Tuesday, October 19, 2010

Literary Depictions of / Literature as "Archive"

Hi, everyone.

As promised, I offer further discussion questions for your Research Journal Log. Some of these were inspired by last week's role play on arrangement and dis/order, and some were inspired by today's discussion of Hoosier folklore and our quick analysis of Dillon's "category disorder" and of Sanborn's "Humorous Women." As we move steadily into the next unit and begin thinking about your individual archival research projects, it becomes more important for me to see what and how much you can do with text -- i.e., demonstrating how your ideas stem from the texts we read, demonstrating how you can eloquently put two or more complicated texts into conversation with each other, and demonstrating how much you can unpack a segment or passage by noting patterns, analogies, key terms, or useful paraphrases that in turn illuminate other parts of the text.

1) In the "Preface" to Hoosier School-Master, Eggleston lists some implicit hopes for the novel alongside some of his concerns about writing it (including, perhaps, that his novel could contribute to the formation of a Hoosier literature).

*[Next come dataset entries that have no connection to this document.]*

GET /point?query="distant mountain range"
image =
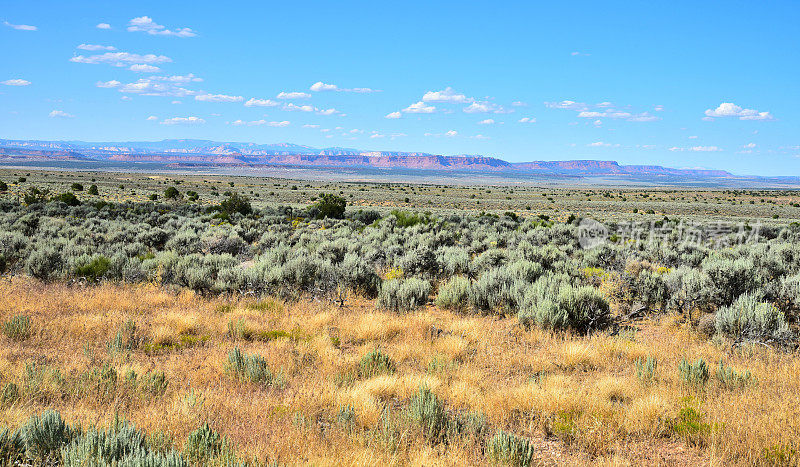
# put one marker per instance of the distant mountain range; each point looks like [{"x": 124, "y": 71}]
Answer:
[{"x": 192, "y": 151}]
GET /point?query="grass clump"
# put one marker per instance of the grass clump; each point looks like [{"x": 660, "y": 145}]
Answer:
[
  {"x": 252, "y": 368},
  {"x": 18, "y": 328},
  {"x": 729, "y": 378},
  {"x": 126, "y": 338},
  {"x": 646, "y": 369},
  {"x": 694, "y": 375},
  {"x": 510, "y": 449},
  {"x": 375, "y": 363}
]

One such concern was that readers would think he exaggerated his dialectical descriptions, rather than preserving their "true usus loquendi" (6). Do you notice any patterns in the dialectic, i.e., according to social standing, gender, political orientation, etc.? In other words, is Eggleston's Hoosier provincialism classifiable by any other means?

2) Look up "assemblage" in the OED and the SAA Glossary (both are linked to our Course Resources page). Craft a new definition, in which you synthesize these entries with Elizabeth Maddock Dillon's notion of "category disorder" and Deleuze and Guattari's "lines of articulation or segmentarity." Then, locate a segment or passage from Hoosier School-Master that has to do with leaving or not leaving historical evidences behind, and that you can justify as assemblage.

3) Compare two or more scenes or accounts of domesticity in Hoosier School-Master. What are the politics in such a comparison, i.e., what "forms of agency and power float across different relationships" that are only made visible in the act of comparing (Dillon)?

4) How are those politics similar to or different from Steedman's "memory" of Richard Hoggart's 1958 "rag rug" in Elizabeth Gaskell's 1848 novel (Steedman 113-115)?

5) According to Jarratt, in what ways should the Hoosier School-Master (or literary histories in general) be suspect? On what basis? Please draw heavily on both texts.

6) If you were editing Eggleston's manuscript in 1871 from serial to book form, would you prefer to leave the strikes in the text to show it is a revision in progress, to move the strikes to the endnotes, or to erase them altogether? Justify your response.